Iraq as Vietnam
What did you learn from that war, Grandpa? Like most Americans, I never saw the battlefield in Indochina, but I did learn painful, indelible lessons as a citizen. My grandchildren are watching this war on television, so I will tell them: I learned that the government sometimes lies to the people--big lies with awful consequences--and sometimes government begins to believe its own lies. As a reporter, I learned with embarrassment to listen to the people in the street, because sometimes they tell you things the government is concealing. Again and again, antiwar dissenters and civil-rights activists told me the FBI and CIA were spying on them, tapping their phones, infiltrating their ranks and disrupting their organizations. The stories I dismissed as paranoia all turned out to be true. I also learned that military conquest, regardless of the stated intentions, seldom succeeds in creating democracy.
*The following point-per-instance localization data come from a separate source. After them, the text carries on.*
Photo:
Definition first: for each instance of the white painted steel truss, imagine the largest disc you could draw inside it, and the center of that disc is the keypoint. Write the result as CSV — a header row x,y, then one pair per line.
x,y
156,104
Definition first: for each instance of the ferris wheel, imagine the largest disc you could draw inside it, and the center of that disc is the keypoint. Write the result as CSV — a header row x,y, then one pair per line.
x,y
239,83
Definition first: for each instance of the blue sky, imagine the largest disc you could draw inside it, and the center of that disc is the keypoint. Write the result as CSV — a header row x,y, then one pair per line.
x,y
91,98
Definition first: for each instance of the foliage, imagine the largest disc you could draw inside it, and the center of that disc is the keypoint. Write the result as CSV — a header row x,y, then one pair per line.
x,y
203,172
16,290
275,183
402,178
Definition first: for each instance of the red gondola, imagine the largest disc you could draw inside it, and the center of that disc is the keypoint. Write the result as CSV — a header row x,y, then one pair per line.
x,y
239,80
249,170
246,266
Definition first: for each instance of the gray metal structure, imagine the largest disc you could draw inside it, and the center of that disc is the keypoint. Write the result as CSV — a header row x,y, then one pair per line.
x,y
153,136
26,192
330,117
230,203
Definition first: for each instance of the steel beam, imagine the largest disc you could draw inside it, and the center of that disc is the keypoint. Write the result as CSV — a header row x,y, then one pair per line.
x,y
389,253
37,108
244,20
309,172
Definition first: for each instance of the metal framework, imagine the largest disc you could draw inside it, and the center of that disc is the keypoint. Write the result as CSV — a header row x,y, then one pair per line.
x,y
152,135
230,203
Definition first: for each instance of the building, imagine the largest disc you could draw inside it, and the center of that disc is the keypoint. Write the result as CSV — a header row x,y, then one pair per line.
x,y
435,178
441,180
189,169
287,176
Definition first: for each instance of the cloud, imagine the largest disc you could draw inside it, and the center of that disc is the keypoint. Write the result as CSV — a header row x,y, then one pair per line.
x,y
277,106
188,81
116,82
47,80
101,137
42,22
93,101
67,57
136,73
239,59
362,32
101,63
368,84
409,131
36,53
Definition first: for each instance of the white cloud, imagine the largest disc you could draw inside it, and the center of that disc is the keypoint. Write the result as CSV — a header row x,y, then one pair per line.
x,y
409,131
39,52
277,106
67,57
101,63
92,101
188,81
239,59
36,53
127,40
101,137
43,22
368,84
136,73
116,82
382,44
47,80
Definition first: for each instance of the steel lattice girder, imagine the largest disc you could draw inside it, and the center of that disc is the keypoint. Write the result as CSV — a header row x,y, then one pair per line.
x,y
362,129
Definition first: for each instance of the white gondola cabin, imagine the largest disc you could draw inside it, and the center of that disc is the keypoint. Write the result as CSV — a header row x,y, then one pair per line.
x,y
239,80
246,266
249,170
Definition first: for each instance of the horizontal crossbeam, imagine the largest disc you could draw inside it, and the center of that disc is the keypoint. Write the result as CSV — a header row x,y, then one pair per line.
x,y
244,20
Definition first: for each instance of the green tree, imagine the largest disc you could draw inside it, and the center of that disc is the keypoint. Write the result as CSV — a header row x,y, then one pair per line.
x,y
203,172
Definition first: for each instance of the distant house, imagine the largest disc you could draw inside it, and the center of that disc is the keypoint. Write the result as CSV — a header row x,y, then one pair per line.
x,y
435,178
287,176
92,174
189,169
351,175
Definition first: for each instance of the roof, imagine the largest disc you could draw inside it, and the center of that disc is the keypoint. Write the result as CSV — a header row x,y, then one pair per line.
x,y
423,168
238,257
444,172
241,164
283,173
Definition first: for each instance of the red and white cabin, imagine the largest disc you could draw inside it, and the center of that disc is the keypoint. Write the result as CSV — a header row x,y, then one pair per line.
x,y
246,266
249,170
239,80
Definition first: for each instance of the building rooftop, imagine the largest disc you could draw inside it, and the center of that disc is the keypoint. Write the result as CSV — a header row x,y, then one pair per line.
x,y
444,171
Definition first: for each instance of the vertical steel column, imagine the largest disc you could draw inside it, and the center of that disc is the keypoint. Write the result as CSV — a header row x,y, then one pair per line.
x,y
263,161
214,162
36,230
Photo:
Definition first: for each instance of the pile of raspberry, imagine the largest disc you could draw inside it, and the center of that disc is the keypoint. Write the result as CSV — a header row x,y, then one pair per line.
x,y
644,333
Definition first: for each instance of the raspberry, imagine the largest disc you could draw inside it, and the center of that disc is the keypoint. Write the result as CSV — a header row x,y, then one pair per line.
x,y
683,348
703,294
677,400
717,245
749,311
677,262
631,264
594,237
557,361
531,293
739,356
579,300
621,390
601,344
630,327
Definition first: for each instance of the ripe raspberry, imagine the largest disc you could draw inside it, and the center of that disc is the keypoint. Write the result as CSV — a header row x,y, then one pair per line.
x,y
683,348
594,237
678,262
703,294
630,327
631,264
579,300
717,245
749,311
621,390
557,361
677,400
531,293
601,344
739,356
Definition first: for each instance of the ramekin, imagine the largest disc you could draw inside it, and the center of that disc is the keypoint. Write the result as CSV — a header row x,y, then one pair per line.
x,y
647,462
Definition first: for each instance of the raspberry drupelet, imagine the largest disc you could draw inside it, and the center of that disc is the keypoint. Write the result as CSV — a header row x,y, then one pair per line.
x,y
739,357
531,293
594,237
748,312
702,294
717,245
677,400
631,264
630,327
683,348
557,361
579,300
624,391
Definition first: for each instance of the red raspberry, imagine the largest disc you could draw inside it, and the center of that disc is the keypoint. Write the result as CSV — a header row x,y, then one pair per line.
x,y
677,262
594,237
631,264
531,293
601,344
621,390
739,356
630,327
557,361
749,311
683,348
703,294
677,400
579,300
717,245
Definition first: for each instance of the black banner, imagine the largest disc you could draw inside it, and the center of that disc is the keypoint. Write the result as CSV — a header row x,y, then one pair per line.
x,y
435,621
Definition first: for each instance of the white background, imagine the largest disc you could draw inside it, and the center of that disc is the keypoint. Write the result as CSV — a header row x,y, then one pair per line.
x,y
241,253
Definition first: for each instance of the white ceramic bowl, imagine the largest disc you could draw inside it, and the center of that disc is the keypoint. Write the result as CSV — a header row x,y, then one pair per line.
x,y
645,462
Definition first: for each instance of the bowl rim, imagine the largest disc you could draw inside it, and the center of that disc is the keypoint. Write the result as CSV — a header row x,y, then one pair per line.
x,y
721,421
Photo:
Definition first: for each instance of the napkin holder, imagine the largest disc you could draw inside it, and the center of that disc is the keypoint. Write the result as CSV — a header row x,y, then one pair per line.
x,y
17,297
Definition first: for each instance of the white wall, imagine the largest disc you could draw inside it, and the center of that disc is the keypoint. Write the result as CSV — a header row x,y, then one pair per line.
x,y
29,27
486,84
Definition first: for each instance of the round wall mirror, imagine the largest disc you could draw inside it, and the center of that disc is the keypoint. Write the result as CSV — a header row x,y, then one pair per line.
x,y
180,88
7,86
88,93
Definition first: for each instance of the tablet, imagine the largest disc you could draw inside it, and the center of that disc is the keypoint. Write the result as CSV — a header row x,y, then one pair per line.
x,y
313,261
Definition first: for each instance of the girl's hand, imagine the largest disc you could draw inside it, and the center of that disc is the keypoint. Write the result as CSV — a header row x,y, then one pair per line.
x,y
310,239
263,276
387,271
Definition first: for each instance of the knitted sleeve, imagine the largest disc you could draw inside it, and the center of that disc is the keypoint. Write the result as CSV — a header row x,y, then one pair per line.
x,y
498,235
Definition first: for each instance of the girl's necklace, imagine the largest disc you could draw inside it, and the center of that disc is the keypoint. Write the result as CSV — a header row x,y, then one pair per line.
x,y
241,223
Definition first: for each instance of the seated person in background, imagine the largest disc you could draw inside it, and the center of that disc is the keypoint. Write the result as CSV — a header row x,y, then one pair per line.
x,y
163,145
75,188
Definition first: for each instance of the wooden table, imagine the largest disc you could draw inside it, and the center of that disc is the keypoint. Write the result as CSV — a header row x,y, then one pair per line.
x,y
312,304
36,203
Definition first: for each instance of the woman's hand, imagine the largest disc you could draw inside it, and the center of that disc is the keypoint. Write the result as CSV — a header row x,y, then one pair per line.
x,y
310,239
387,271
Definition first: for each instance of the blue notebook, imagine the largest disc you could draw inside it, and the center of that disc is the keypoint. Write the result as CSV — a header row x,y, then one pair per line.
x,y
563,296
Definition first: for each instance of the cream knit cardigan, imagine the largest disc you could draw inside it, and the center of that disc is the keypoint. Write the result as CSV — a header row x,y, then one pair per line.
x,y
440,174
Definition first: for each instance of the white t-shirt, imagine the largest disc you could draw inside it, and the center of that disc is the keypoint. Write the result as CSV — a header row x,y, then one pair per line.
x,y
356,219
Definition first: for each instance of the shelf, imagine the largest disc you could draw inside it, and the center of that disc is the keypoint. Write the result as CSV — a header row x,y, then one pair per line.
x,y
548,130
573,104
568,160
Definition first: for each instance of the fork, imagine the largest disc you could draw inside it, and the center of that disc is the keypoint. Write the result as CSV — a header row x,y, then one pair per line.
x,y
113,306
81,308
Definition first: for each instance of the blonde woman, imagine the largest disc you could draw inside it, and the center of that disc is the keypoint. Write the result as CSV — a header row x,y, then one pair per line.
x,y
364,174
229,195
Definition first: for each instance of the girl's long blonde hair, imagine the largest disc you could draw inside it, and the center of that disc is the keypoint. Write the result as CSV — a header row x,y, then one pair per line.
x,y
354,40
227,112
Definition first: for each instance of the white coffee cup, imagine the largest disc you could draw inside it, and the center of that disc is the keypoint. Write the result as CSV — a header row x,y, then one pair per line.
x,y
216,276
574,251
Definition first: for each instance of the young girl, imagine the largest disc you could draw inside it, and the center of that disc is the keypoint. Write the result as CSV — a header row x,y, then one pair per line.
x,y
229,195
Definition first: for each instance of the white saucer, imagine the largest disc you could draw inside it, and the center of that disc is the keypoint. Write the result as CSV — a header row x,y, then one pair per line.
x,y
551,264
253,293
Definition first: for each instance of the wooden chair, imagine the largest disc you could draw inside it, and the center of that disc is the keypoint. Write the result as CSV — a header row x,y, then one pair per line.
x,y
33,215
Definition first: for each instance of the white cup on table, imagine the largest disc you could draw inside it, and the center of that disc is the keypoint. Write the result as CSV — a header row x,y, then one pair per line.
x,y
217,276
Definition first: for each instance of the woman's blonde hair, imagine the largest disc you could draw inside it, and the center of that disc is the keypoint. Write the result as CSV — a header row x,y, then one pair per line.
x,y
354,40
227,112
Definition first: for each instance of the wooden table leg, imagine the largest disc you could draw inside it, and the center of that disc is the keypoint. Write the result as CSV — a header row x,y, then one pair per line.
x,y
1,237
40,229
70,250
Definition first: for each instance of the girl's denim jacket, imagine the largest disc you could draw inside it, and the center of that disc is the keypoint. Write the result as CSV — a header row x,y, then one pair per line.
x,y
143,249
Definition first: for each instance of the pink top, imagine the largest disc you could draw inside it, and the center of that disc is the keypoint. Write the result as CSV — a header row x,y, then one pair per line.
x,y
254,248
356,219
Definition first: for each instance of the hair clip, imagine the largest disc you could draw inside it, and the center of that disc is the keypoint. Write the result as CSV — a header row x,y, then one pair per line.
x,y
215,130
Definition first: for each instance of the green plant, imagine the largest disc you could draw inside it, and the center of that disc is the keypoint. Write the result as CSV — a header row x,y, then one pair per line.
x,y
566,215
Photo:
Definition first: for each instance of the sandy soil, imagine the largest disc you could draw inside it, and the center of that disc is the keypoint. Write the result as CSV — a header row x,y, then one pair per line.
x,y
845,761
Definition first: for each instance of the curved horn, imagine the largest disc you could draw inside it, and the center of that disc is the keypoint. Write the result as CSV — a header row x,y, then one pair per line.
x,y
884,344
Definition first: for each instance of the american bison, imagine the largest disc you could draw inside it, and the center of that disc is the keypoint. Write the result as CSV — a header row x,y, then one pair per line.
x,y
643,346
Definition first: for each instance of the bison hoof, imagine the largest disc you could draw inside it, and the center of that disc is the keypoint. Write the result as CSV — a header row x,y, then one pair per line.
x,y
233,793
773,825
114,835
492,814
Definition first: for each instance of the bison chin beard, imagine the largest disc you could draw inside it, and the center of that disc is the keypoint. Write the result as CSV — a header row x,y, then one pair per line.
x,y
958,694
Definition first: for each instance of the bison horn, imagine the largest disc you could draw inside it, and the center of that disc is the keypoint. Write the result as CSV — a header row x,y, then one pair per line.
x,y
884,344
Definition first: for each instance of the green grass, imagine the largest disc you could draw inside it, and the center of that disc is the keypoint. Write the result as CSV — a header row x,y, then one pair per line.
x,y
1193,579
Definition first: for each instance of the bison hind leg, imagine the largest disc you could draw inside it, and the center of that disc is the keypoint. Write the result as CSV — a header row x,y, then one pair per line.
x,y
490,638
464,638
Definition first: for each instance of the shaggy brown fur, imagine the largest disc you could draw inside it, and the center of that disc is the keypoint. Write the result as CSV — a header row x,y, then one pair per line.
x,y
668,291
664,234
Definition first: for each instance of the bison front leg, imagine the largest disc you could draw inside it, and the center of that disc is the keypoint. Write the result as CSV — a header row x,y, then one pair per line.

The war in Iraq is different from Vietnam in one fundamental respect: A substantial portion of Americans (and others around the world) were in the streets protesting this venture before the shooting started. The media generally dismissed them and often caricatured the protesters as aging hippies on a sixties nostalgia trip. It's a pity reporters didn't listen more respectfully. Virtually every element of what has gone wrong in Iraq was cited by those demonstrators as among the reasons they opposed the march to war.